ECLI:NL:GHSHE:2020:2767

Gerechtshof 's-Hertogenbosch

Datum uitspraak
4 september 2020
Publicatiedatum
8 september 2020
Zaaknummer
200.277.504_01
Instantie
Gerechtshof 's-Hertogenbosch
Type
Uitspraak
Rechtsgebied
Civiel recht
Procedures
  • Hoger beroep
Vindplaatsen
  • Rechtspraak.nl
AI samenvatting door LexboostAutomatisch gegenereerd

Incident tot schorsing van de tenuitvoerlegging van een vonnis in een huurzaak met betrekking tot ontruiming en betalingsachterstand

In deze zaak heeft het Gerechtshof 's-Hertogenbosch op 4 september 2020 uitspraak gedaan in een incident tot schorsing van de tenuitvoerlegging van een vonnis van de rechtbank Limburg.
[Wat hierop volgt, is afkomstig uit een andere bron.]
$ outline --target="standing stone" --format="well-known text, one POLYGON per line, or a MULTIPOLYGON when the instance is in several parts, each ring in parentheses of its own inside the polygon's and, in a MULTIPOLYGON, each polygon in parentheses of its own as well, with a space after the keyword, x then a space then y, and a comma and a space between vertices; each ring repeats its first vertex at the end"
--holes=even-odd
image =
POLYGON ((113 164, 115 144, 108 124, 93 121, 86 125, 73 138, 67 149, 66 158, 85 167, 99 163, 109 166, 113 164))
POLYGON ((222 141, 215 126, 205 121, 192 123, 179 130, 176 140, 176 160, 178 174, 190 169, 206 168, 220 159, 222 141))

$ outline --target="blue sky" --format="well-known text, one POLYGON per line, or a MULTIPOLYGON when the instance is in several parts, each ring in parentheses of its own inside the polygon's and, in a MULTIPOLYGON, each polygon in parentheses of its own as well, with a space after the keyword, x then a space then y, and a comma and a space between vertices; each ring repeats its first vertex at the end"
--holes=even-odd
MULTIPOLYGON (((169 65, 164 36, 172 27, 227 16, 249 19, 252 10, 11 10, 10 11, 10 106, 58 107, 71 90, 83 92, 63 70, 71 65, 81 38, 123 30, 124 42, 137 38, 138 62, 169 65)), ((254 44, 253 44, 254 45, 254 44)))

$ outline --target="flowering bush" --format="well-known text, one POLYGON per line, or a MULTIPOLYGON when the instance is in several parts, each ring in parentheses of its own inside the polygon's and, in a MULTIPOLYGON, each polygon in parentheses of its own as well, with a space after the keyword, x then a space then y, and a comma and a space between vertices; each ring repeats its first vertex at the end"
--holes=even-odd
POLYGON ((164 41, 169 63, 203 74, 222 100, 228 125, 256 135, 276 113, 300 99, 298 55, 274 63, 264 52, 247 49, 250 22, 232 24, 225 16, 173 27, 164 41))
De appellant, die in de hoofdzaak een huurder is, heeft verzocht om schorsing van het vonnis waarin hij werd veroordeeld tot ontruiming van de door hem gehuurde woning en betaling van achterstallige huur. De appellant stelt dat hij een spoedeisend belang heeft bij schorsing, omdat hij afhankelijk is van insuline die gekoeld moet worden bewaard. Hij vreest voor zijn leven als hij op straat komt te staan en geen toegang heeft tot zijn medicatie. De appellant heeft ook financiële problemen, aangezien zijn uitkeringen zijn beëindigd en hij momenteel alleen huurtoeslag en zorgtoeslag ontvangt.

De geïntimeerde, Stichting ZOwonen, heeft verweer gevoerd en stelt dat de belangen van de appellant niet zwaarder wegen dan die van ZOwonen, die een aanzienlijke huurachterstand van de appellant heeft. Het hof heeft de belangen van beide partijen afgewogen en geconcludeerd dat de belangen van ZOwonen zwaarder wegen. Het hof heeft vastgesteld dat de appellant een betalingsachterstand heeft van bijna twee jaar en dat het niet acceptabel is dat deze achterstand verder oploopt. Het hof heeft de tenuitvoerlegging van het bestreden vonnis geschorst totdat in het incident is beslist, en de zaak verwezen naar de rol voor verdere behandeling.

Uitspraak

GERECHTSHOF ’s-HERTOGENBOSCH

Team Handelsrecht
zaaknummer 200.277.504/01
arrest van 4 september 2020
gewezen in het incident ex artikel 351 Rv in de zaak van
[appellant],
wonende te [woonplaats] ,
appellant in de hoofdzaak,
eiser in het incident,
advocaat: mr. E. Meuwissen te Sittard,
tegen
Stichting ZOwonen,
gevestigd te [vestigingsplaats] ,
geïntimeerde in de hoofdzaak,
verweerster in het incident,
advocaat: mr. L.H.W. Golsteijn te Venlo,
als vervolg op het door het hof gewezen tussenarrest van 7 juli 2020 in het hoger beroep van het door de kantonrechter van de rechtbank Limburg, zittingsplaats Roermond, onder zaaknummer 7537076 \ CV EXPL 19-850 gewezen vonnis van 29 januari 2020.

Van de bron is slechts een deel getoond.